O Prosa, Poesia e Arte apresenta hoje a crônica Tolerância Zero, colaboração do escritor Elder Vieira, funcionário do Ministério da Cultura e secretário de Formação do PCdoB-SP. O texto é dedicado ao grande ator e humorista Francisco Milani (1936-2005), que foi militante do do PCB e do PCdoB.

"A Inferioridade de Deus" (1931) - Flávio de Carvalho
Tolerância zero

Por Elder Vieira

(A Francisco Milani)

Péssimo, o meu estado de espírito. Cansado de tanta lida, de prazos, metas, dívidas, compromissos, amanheci disposto à indisposição. Intolerante, monossilábico, a palavra do dia é “não”; a cara, a máscara da impaciência.

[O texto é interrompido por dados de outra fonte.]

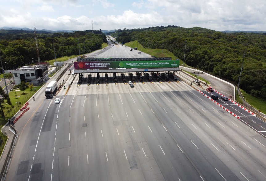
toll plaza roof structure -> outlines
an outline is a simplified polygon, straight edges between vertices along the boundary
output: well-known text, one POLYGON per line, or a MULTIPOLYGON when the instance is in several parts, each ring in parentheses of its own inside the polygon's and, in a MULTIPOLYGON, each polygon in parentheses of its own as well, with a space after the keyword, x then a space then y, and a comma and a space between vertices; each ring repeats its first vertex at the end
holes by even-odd
POLYGON ((171 57, 78 58, 74 73, 179 71, 179 60, 171 57))

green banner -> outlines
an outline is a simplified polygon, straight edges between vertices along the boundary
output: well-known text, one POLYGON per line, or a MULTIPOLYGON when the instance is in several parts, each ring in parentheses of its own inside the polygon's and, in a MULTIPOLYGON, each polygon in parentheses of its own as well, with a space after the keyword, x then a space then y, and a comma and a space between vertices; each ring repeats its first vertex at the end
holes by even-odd
POLYGON ((179 60, 123 61, 119 62, 120 68, 171 68, 179 66, 179 60))

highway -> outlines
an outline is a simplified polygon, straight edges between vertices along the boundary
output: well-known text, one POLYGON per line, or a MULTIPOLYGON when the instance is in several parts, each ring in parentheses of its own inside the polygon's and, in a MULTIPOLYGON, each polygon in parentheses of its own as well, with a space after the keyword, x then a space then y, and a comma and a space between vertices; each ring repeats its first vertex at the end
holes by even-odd
MULTIPOLYGON (((148 56, 124 46, 101 56, 148 56)), ((143 84, 133 73, 131 88, 118 72, 117 85, 100 73, 98 86, 92 74, 90 85, 85 74, 78 86, 68 73, 67 93, 47 99, 40 90, 16 123, 22 131, 6 180, 266 179, 265 138, 186 83, 143 84)))

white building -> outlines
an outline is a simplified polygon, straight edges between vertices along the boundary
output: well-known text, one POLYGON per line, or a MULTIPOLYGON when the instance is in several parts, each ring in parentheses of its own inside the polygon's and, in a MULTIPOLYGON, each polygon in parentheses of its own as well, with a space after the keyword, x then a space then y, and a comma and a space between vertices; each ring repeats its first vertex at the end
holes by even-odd
POLYGON ((48 68, 46 65, 24 66, 13 70, 11 73, 13 74, 15 85, 23 81, 38 86, 48 80, 48 68))

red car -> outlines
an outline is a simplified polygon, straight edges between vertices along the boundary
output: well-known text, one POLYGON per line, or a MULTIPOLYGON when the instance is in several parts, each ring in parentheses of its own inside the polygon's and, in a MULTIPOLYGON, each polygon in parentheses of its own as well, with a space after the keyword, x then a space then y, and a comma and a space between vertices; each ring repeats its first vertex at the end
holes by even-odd
POLYGON ((208 89, 208 90, 209 90, 211 92, 213 92, 213 89, 211 87, 208 87, 207 89, 208 89))

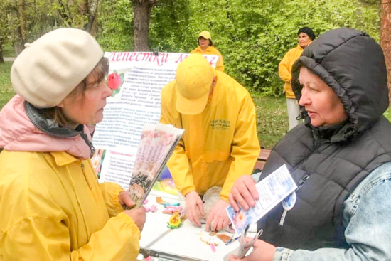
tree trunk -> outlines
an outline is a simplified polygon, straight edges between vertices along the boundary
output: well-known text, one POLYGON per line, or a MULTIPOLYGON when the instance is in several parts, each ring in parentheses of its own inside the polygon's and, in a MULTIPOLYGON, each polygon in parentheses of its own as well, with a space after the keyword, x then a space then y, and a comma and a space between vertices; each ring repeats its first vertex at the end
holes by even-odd
POLYGON ((390 0, 382 0, 381 6, 380 45, 385 58, 388 95, 391 101, 391 2, 390 0))
POLYGON ((94 21, 95 21, 95 15, 99 4, 99 0, 90 0, 88 1, 88 23, 84 27, 84 29, 91 33, 94 21))
POLYGON ((10 9, 11 14, 11 21, 12 28, 11 33, 12 36, 12 45, 14 46, 14 50, 15 50, 15 54, 16 56, 21 53, 23 49, 23 44, 22 43, 21 30, 18 26, 18 8, 15 6, 15 9, 10 9))
POLYGON ((20 31, 23 46, 27 43, 27 22, 24 6, 24 0, 18 0, 18 18, 20 23, 20 31))
POLYGON ((134 51, 149 52, 148 33, 152 4, 149 0, 134 0, 134 51))
POLYGON ((3 43, 0 41, 0 63, 4 63, 4 58, 3 58, 3 43))

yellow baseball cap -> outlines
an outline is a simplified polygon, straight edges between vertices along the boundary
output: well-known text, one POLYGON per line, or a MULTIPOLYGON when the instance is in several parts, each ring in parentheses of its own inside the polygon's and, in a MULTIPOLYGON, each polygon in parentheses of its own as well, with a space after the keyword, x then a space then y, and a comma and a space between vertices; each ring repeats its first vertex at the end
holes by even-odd
POLYGON ((181 114, 197 115, 208 102, 215 70, 203 55, 191 54, 176 69, 176 110, 181 114))
POLYGON ((205 39, 212 41, 212 36, 210 36, 210 33, 209 33, 208 31, 203 31, 202 32, 200 32, 197 39, 198 39, 200 36, 203 37, 205 39))

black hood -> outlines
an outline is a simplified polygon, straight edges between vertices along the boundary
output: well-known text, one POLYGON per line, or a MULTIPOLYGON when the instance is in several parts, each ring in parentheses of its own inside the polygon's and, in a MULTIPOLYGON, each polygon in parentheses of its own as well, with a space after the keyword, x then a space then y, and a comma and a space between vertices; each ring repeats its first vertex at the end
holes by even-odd
MULTIPOLYGON (((329 31, 306 47, 292 68, 292 89, 298 100, 301 96, 299 73, 305 66, 319 76, 338 95, 347 112, 346 122, 331 137, 346 141, 368 129, 388 107, 387 71, 382 48, 364 32, 351 28, 329 31)), ((304 107, 302 116, 309 127, 318 132, 304 107)), ((335 128, 334 128, 335 129, 335 128)))

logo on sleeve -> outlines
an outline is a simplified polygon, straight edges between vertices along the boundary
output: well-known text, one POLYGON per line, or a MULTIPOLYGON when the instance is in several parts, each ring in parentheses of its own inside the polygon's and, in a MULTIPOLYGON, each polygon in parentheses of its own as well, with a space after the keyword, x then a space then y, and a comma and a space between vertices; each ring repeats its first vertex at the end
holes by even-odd
POLYGON ((230 129, 230 121, 226 119, 213 119, 210 121, 210 129, 226 131, 230 129))

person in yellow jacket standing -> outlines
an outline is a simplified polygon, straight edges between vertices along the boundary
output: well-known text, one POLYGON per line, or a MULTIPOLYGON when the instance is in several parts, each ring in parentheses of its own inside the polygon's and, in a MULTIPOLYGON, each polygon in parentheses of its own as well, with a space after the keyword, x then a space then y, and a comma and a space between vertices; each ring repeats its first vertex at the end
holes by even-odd
POLYGON ((219 57, 218 62, 216 63, 216 70, 221 72, 224 72, 224 61, 223 55, 218 49, 213 46, 213 42, 212 42, 212 36, 210 33, 208 31, 203 31, 198 35, 197 38, 199 46, 190 53, 200 53, 208 54, 213 55, 218 55, 219 57))
POLYGON ((191 54, 161 91, 160 122, 185 129, 168 166, 186 196, 187 218, 201 225, 197 212, 205 213, 200 196, 222 186, 205 227, 221 230, 228 223, 225 208, 231 187, 240 176, 252 174, 260 151, 249 92, 203 55, 191 54))
POLYGON ((297 32, 297 41, 299 42, 297 46, 289 50, 279 64, 279 75, 284 82, 284 92, 286 97, 289 130, 301 123, 299 120, 296 119, 297 117, 300 115, 300 107, 291 86, 292 65, 301 55, 306 46, 314 39, 315 34, 311 28, 308 27, 300 28, 297 32))
POLYGON ((145 209, 98 183, 86 124, 112 90, 108 60, 78 29, 46 33, 16 58, 0 112, 0 260, 136 260, 145 209), (1 150, 2 149, 2 150, 1 150))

Mesmo assim, Marília, no corredor entre as baias, me pega pra cristo e resolve contar da festa:

– O-íí!!
– Como vai?…
– E você não foi à festa, hein!?
– Você não me viu lá?
– Não… – responde confusa.
– Então, é porque não estava.
– Eu estava sim!
– Eu não estava.
– É mesmo! – devolve com um riso álacre.
– Té mais…
– Mas você perdeu uma festona! – insiste atrás de mim pelo corredor.
– Que pena. – retruco, tentando acelerar a marcha.
– Pena mesmo. Você fez falta.
– Como, se nem estava no jogo?
– Que jogo? – parou diante de mim, novamente confusa.
– Esquece.
– Ah, não tem como. Uma big festa. Foi até diretor geral! Foi com a mulher. Enjoada…, mas chiquérrima! E a diretora do RH? Tava até bonita, apesar do nariz chato. As meninas perguntaram muito de você.
– Meninas…
– Isso! As meninas, lá da seção…
– Ah, aquelas adolescentes de quarenta anos?

Outro riso álacre:

– Ah, você não tem jeito. É por isso que a gente adora você.
– Impressionante.
– Não acho. Acho normal, natural.

Segundos de silêncio constrangedor. Ela me olhando com um sorriso de boneca, eu tentando decifrar o absurdo. Não suportando mais, pergunto:

– Você conhece o Dirceu?
– Dirceu?
– Foi o que disse: Dirceu.
– Eu não disse nada.
– Eu disse.
– Ah… Não. Quem é ele?
– É um pastor…
– Credo! O que eu ia querer com um pastor? Olha, tem três coisas que eu não discuto: uma é política; a outra, religião.
– E a terceira?…
– Que terceira?
– Você disse: “Tem três coisas que eu não discuto”. Você mencionou duas.
– Ah, não lembro. Mas esses pastores de igreja são uns falsos. Falo de cadeira: já namorei um. Ele era inclusive diretor do sindicato. Eles chegaram a fazer greve uma vez.
– E Deus ficou sem glória por quantos dias?
– Não sei. Mas a greve durou uma semana. Bom, deixa eu trabalhar um pouco. Ó: vê se não falta no amigo secreto! Tchau.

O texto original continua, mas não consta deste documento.